Neither Eve, nor I, have felt supported by our siblings, though we both found some validation in the responses by our mothers. My mother asked me specifically about my father’s sexual behavior toward me, and based on that, said she knew that I was telling the truth. She certainly had nothing to gain by declining to jump on the family bandwagon of discrediting me. Her believing my story, at a time that I felt so vulnerable and attacked, may well have saved my life. I will be forever grateful. 

Insight 5: We live in interesting times…certainly challenging and possibly hopeful.

I found the Kavanaugh Supreme Court confirmation hearings in the fall of 2018 so triggering that I have put the book I was writing for survivors on hold for a while as a means of self- preservation in these devastating, brutal times. Seeing a man, whom I believed to be an unrepentant rapist, using the power of lies and politics to stonewall allegations of his ethics violations, reactivated a wave of panic and rage that has been held deep inside me since the first time my father touched me inappropriately, when I was three years old.  

Eve Ensler hopes that apologies will catch on and free us from this toxic divide between abusers and the abused. Brett Kavanaugh is not apologizing, and neither are Bill Cosby, Harvey Weinstein or a host of other men who have been called out for their treatment of women. However, a few years ago, I could never have imagined the #MeToo movement, so who knows? I find it wonderful that women are finally raising our voices and telling our stories.  

What is it that will actually catalyze men? In the context of a 12-step program, I have seen the process of offering amends free lots of people, both men and women, from old toxic bonds.

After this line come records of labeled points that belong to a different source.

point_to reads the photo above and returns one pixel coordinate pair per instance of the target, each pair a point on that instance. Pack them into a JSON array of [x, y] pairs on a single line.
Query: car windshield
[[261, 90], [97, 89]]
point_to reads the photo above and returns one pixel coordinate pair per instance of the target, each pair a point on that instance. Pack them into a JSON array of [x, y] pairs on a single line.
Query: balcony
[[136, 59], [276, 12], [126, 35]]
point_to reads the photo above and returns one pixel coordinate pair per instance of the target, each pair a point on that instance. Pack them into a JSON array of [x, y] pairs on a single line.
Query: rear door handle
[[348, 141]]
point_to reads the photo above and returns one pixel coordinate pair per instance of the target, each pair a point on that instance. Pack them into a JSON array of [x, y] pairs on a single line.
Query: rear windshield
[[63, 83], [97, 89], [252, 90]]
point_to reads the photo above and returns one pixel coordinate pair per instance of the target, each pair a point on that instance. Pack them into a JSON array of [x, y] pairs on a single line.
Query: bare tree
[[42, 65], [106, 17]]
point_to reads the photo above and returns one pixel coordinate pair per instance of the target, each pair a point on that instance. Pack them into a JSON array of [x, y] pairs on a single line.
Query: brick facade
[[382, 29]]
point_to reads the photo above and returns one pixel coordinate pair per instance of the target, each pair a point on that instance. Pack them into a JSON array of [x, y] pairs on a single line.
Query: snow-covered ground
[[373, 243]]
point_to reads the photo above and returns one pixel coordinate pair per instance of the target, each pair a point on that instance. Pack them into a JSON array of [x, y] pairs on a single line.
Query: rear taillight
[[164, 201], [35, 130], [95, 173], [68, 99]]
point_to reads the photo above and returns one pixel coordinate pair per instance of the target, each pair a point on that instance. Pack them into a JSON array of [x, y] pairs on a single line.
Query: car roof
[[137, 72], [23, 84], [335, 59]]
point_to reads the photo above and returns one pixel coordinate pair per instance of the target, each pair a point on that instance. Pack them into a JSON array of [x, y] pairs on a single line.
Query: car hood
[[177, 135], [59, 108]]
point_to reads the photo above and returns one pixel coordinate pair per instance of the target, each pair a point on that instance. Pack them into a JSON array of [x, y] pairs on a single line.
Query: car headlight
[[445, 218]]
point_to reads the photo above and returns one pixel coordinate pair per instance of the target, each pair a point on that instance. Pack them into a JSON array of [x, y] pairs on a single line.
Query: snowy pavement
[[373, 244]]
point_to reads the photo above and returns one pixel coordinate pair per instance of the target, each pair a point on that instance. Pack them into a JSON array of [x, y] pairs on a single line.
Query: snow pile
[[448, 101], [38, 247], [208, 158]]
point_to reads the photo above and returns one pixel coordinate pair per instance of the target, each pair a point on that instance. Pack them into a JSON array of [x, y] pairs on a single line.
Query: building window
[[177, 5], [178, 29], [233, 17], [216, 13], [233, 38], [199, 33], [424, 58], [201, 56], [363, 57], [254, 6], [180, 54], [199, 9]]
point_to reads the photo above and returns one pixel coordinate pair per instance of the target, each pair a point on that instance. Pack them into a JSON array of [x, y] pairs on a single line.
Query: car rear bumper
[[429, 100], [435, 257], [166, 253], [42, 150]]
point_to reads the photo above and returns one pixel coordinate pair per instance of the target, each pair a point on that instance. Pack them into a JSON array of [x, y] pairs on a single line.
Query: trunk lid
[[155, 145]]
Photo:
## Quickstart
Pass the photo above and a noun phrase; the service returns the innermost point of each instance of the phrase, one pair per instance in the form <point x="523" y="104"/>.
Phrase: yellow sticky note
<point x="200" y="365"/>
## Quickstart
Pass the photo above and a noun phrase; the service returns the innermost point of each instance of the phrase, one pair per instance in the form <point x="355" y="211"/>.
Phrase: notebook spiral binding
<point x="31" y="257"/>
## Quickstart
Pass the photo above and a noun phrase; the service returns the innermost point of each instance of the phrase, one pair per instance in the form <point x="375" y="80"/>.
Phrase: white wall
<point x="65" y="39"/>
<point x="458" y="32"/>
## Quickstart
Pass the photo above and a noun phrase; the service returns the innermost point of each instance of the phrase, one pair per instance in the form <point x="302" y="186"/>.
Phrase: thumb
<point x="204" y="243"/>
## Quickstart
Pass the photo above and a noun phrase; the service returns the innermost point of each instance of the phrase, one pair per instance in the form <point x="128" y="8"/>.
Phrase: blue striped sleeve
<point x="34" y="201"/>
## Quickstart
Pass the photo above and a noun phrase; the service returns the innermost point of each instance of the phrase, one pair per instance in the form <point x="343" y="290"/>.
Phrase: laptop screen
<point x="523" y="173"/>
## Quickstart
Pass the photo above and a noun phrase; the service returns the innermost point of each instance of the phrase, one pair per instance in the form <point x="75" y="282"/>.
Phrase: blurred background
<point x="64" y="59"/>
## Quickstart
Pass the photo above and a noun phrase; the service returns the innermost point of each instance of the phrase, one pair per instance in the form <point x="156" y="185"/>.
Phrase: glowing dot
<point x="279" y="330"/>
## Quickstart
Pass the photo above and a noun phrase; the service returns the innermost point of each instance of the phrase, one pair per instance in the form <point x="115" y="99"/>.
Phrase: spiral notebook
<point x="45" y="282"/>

I have also learned in that 12-step program that we are only in charge of our own actions and reactions, never those of others. In this context, Eve’s book, dedicated to “every woman still waiting for an apology,” is brilliant. She takes back the power that her father had held by withholding his apology for decades. She uses her imagination to bridge the gap between the two of them, thereby making a bold leap for all of us to follow if we choose. 

Will an apology liberate your soul, once and for all? In my experience, it’s doubtful. Still, reading this book breaks through the traditional confines of time and space and offers new hope to survivors and that is quite something! If one believes that ultimately “we are all one,” as I increasingly do, then there is no future in judging or despising “the other.” Feeling compassion, even for the parent who has betrayed our most fundamental trust, is the alchemy offered here. I highly recommend giving yourself the gift of reading The Apology and benefitting from the medicine – the transformation – that comes from Eve Ensler’s remarkable offering.